Optimal stopping in sampling without replacement

92 Views Asked by At

A colleague came up with the following question the other day:

I have $m$ each of blue and red balls in a bag. We play a game where we draw balls randomly (without replacement) and each time you draw a blue ball you get +1 dollar and each time you draw a red ball you get -1 dollar. You can stop drawing at any time. What's the optimal stopping rule for the game and how much would you pay to play it?

MY ATTEMPT:

So you can always draw all the way to the end and come out even. I took a stab at the optimal stopping rule and got this:

Stop only if you're positive and when (number of blue balls remaining) $\leq$ (the number of blue balls drawn) - (the number of red balls drawn)

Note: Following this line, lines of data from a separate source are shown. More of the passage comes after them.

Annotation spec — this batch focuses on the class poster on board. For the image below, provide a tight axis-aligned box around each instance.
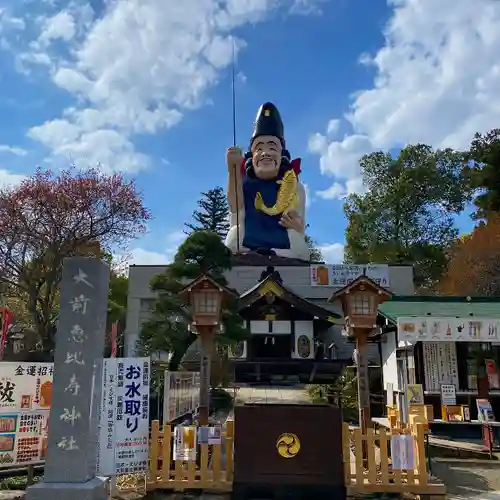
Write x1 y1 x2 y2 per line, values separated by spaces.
0 363 53 467
163 371 200 423
0 363 53 413
97 357 150 476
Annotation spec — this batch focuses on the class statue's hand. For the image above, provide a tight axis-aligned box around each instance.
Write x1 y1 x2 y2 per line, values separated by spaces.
279 210 305 233
227 146 243 171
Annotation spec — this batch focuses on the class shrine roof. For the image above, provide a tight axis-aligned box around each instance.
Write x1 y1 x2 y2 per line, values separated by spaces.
379 295 500 323
238 269 342 323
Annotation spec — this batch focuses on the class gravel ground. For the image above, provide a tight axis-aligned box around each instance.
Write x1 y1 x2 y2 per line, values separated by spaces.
429 457 500 499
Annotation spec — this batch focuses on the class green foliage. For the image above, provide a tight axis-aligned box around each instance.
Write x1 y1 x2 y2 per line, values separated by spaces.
344 144 472 289
210 388 234 413
305 234 323 262
184 187 230 239
307 368 359 422
469 129 500 219
137 230 248 370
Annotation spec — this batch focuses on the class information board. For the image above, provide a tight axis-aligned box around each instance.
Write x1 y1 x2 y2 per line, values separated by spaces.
0 362 53 467
96 357 150 476
163 371 200 423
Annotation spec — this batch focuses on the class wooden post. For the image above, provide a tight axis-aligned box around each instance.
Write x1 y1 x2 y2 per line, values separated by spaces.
355 330 371 433
198 326 215 425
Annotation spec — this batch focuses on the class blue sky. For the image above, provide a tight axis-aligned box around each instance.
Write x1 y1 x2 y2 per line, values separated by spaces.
0 0 499 264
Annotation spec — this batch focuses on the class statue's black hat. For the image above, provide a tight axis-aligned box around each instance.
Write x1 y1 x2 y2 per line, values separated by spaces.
250 102 285 148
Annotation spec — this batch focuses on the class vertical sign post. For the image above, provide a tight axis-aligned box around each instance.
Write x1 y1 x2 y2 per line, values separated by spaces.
26 258 110 500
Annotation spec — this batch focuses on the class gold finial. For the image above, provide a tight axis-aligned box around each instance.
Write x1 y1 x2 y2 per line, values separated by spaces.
264 109 270 116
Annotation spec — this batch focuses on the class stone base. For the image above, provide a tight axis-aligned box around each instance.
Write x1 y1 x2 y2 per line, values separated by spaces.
25 477 108 500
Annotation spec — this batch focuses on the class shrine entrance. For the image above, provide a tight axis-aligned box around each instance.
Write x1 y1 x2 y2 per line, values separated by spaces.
250 335 290 359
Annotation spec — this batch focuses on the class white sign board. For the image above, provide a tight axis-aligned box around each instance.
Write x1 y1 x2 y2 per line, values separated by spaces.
398 317 500 343
0 363 53 467
163 371 200 423
390 435 415 470
310 264 390 288
97 357 150 476
173 426 197 461
198 425 222 445
440 384 456 406
0 363 53 413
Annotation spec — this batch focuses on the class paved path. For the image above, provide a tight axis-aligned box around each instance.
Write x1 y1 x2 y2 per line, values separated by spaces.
234 386 310 405
430 457 500 499
448 494 500 500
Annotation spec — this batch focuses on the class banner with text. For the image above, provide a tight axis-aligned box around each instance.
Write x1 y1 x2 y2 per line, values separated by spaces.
97 357 150 476
163 371 200 423
310 264 390 288
0 362 53 467
398 317 500 343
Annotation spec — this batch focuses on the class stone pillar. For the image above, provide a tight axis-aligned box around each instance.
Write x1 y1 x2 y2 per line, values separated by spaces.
26 257 110 500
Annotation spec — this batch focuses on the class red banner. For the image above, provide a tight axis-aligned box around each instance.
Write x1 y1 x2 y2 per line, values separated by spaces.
111 322 118 358
0 308 14 359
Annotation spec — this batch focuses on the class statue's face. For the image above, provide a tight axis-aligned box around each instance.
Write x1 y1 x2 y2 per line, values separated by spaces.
251 135 282 180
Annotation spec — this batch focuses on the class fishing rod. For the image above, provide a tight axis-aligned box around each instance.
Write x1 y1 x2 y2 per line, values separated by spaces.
232 39 241 254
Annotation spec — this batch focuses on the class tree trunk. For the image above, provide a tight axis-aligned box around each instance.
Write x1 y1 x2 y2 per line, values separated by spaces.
167 332 197 371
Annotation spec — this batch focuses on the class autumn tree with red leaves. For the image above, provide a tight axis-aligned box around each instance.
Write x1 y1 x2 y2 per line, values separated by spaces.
0 167 151 358
437 215 500 296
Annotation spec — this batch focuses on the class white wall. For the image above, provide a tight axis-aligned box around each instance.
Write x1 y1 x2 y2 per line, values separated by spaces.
381 331 399 391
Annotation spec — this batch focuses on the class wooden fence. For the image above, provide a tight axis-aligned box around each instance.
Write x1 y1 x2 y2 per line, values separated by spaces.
147 419 445 497
343 422 445 496
147 420 234 492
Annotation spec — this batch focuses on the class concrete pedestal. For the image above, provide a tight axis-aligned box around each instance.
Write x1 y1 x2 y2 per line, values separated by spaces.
26 477 107 500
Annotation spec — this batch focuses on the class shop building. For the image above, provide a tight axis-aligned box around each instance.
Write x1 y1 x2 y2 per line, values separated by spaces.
379 296 500 419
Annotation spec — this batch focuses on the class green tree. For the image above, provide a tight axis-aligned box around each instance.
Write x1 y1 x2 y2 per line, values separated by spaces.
184 187 229 239
469 129 500 219
307 368 358 422
344 145 472 289
137 230 248 370
305 235 323 262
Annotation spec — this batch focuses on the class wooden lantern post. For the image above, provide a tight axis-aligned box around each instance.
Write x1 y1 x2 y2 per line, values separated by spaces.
329 276 392 433
179 275 236 425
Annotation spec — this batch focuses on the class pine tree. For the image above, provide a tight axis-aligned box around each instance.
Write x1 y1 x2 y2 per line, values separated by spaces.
137 230 248 370
185 187 229 239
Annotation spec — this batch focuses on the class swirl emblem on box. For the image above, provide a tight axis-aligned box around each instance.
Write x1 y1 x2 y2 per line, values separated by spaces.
276 433 300 458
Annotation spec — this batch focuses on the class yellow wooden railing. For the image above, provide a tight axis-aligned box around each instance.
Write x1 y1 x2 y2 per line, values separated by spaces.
343 422 445 496
147 420 234 492
147 418 445 497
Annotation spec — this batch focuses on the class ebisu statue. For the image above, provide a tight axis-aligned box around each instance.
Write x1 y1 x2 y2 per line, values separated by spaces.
225 102 310 261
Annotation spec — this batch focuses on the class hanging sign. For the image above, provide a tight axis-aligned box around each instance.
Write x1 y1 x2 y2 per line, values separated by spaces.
198 425 222 445
390 434 415 470
173 426 197 461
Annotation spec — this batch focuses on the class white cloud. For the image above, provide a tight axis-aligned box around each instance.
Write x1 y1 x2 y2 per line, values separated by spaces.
128 230 186 265
0 169 26 189
0 145 28 156
38 11 76 45
326 119 340 138
290 0 327 15
318 242 344 263
310 0 500 198
10 0 312 172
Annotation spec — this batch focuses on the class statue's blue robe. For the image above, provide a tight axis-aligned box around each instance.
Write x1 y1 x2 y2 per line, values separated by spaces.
242 172 290 250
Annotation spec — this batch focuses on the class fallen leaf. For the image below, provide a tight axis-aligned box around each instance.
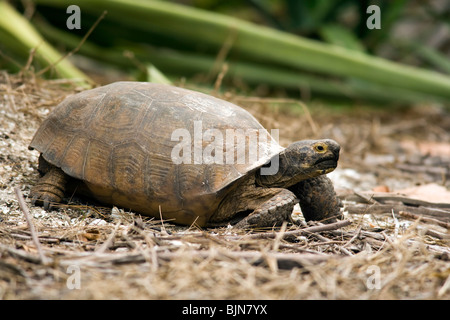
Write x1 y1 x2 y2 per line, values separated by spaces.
80 230 101 241
372 185 390 192
400 140 450 157
395 183 450 204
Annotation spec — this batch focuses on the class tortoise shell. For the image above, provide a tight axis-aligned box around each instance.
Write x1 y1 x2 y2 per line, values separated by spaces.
30 82 283 225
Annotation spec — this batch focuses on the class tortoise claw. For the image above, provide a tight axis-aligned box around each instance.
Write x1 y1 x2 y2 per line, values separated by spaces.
43 198 51 210
234 189 297 229
30 190 59 211
29 165 67 211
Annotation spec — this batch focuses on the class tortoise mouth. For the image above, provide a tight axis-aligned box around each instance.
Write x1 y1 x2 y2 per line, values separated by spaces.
314 158 338 171
315 166 336 175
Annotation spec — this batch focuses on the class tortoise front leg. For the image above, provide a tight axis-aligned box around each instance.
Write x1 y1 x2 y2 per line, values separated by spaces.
30 158 68 209
234 189 297 228
289 175 342 223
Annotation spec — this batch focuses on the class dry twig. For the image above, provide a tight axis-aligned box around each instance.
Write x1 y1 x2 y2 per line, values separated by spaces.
238 219 352 240
14 187 49 264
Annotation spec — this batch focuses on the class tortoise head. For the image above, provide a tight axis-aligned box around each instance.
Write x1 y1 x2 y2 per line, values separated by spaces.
255 139 340 188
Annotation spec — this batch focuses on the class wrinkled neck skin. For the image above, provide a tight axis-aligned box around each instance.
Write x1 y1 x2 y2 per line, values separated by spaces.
255 152 321 188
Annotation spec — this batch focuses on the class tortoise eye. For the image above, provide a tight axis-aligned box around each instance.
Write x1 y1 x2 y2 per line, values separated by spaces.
314 144 327 153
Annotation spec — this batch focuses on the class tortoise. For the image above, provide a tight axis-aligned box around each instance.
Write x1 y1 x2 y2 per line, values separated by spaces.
29 81 342 228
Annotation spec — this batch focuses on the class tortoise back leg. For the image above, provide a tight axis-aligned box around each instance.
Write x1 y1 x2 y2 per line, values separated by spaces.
234 188 297 228
288 175 342 223
30 154 68 209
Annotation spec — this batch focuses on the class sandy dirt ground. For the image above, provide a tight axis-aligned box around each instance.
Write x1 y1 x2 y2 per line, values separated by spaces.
0 72 449 300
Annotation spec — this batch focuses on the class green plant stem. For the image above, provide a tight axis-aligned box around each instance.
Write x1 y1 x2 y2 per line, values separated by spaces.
0 1 92 85
35 17 442 105
34 0 450 101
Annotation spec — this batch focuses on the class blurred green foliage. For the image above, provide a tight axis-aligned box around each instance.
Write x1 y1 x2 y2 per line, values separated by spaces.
1 0 449 106
188 0 449 69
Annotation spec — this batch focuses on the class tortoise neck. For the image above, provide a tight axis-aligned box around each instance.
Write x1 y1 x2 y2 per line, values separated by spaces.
255 153 289 187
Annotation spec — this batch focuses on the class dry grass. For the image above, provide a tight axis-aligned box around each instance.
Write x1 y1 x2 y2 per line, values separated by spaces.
0 72 449 300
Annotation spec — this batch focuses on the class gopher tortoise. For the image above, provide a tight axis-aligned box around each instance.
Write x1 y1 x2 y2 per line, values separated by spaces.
29 82 342 227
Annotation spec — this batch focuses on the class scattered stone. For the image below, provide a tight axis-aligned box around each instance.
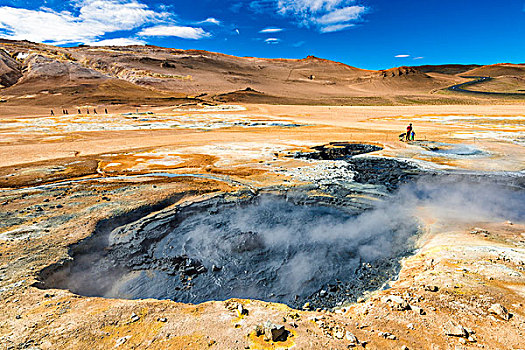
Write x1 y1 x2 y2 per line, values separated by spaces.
443 321 468 338
470 228 490 237
333 327 345 339
288 312 300 320
382 295 410 311
211 264 222 272
262 321 288 342
410 305 426 315
488 303 510 320
378 332 396 340
255 325 265 337
319 290 327 298
157 317 167 322
115 336 131 347
401 346 409 350
237 304 249 317
345 331 358 344
424 285 439 292
130 313 140 323
302 302 311 310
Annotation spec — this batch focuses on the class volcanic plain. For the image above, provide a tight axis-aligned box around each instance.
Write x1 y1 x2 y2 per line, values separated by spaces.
0 41 524 350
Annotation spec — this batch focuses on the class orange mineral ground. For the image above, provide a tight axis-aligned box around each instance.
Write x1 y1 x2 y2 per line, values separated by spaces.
0 41 524 350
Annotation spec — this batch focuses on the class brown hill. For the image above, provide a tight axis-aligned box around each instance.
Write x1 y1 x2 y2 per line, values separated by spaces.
462 63 525 77
0 39 523 112
414 64 481 75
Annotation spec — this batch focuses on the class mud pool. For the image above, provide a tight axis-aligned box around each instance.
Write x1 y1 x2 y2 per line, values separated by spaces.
35 146 525 310
38 191 420 309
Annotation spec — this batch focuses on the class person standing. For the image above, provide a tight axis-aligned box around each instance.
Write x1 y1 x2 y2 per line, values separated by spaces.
406 123 413 141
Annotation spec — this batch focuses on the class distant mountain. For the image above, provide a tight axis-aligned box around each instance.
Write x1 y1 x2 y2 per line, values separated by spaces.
461 63 525 77
0 39 523 109
413 64 482 75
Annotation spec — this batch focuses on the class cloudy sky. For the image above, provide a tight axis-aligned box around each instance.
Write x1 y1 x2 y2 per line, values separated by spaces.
0 0 523 69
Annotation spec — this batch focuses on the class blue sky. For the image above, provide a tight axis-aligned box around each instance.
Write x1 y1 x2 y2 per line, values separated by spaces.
0 0 523 70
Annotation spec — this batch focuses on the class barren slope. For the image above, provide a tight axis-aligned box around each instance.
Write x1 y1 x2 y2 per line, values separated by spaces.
462 63 525 77
0 39 523 114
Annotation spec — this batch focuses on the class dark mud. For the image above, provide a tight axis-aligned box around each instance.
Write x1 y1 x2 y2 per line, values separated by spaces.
292 142 420 191
38 189 419 309
293 142 383 160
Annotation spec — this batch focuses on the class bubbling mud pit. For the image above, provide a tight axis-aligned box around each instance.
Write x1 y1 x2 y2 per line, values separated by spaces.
36 144 525 311
37 190 420 310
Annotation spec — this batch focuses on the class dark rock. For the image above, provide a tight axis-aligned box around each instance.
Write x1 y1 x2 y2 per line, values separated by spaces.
424 285 439 292
255 325 265 337
263 321 288 342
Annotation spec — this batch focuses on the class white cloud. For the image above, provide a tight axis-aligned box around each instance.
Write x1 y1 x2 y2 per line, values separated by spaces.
320 23 354 33
77 0 163 31
276 0 367 33
413 56 424 60
138 25 210 39
260 27 284 33
265 37 281 44
278 0 350 14
315 6 365 24
89 38 146 46
395 54 410 58
200 17 221 25
0 0 166 45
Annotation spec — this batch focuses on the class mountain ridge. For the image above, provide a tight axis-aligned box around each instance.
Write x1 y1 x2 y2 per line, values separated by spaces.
1 39 524 113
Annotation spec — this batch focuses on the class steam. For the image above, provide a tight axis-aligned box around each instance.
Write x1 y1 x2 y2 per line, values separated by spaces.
41 175 525 308
404 176 524 223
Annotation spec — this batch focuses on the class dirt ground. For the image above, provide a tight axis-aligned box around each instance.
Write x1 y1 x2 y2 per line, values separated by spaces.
0 103 524 349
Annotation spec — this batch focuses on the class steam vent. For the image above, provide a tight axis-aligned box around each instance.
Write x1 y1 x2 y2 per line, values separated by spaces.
1 38 525 349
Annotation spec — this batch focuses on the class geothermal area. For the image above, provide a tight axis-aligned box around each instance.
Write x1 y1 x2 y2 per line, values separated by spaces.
0 40 524 349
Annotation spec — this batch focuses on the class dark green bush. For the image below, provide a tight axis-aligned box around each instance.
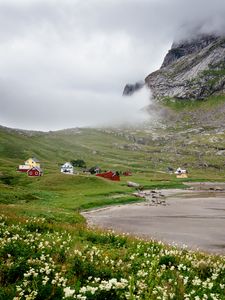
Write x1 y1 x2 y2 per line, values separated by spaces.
159 255 178 268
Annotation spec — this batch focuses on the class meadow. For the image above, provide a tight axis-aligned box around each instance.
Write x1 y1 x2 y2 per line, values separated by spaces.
0 97 225 299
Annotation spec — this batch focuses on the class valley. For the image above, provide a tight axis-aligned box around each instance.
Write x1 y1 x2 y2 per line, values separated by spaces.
0 96 225 299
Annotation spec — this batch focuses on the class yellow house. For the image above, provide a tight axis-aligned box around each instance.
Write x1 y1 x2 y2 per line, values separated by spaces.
25 157 40 168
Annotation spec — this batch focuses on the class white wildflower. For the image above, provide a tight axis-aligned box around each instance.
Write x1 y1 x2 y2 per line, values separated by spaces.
64 287 75 298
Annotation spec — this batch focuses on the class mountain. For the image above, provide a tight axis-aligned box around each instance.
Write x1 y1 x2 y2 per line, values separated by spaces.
145 34 225 100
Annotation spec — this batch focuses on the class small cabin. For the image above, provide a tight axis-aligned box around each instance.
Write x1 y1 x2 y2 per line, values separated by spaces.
27 166 43 177
175 167 188 178
61 162 74 174
96 171 120 181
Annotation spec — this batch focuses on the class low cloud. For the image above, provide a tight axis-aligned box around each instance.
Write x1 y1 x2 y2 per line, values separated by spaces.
0 0 225 130
1 81 151 130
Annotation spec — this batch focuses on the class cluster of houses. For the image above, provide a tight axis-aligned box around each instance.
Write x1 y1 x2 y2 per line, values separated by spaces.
18 158 75 177
60 162 122 181
17 158 124 181
17 157 43 177
18 157 188 180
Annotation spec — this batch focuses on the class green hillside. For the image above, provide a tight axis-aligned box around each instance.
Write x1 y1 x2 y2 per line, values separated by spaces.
1 95 225 178
0 96 225 229
0 123 187 224
1 97 225 299
1 96 225 217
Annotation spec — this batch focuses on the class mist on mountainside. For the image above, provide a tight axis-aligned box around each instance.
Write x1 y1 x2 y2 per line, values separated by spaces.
1 86 152 131
1 0 225 130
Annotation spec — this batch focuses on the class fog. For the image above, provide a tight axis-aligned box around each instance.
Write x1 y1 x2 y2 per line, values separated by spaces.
0 0 225 130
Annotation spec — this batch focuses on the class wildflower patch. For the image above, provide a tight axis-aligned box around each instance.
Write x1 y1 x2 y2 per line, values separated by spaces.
0 214 224 300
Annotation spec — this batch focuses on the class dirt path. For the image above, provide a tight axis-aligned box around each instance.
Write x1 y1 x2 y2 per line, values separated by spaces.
82 185 225 254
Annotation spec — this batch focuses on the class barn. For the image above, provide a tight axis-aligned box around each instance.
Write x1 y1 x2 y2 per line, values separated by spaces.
27 167 43 177
96 171 120 181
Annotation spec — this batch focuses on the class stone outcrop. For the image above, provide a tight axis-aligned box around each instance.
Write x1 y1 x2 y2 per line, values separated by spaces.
145 34 225 100
123 81 145 96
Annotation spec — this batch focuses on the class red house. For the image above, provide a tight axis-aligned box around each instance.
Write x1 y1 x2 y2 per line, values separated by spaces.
96 171 120 181
27 167 43 177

I derived this by the heuristic "stop when the probability of gaining a dollar on the next draw is no greater than the probability of never getting back to where you are now, in any of the remaining draws". Here's a sketch of how I computed this:

Let $B_n$ be the number of blue balls drawn and $R_n$ the number of red balls drawn. The probability of +1 on the next draw is just the proportion of blue balls remaining, $(m - B_n) / (2m - n)$. The probability of never getting back to where you are now (assuming you're in the positive) is the solution to the Ballot problem with $m-R_n$ and $m-B_n$ votes, respectively--which simplifies to $(B_n - R_n) / (2m - n)$.

Simplifying this out gives the stopping rule $m - B_n \leq B_n - R_n$.

QUESTIONS:

  1. This feels intuitive but somehow missing something. I don't think I formulated the notion of optimality entirely correctly. Is there a better solution?

  2. How does one compute the expected value of winnings at this stopping time? It feels like there is an optional stopping theorem argument involving the "proportion of blue balls remaining" martingale, but I kept running into dead ends (maybe I had some math errors, though).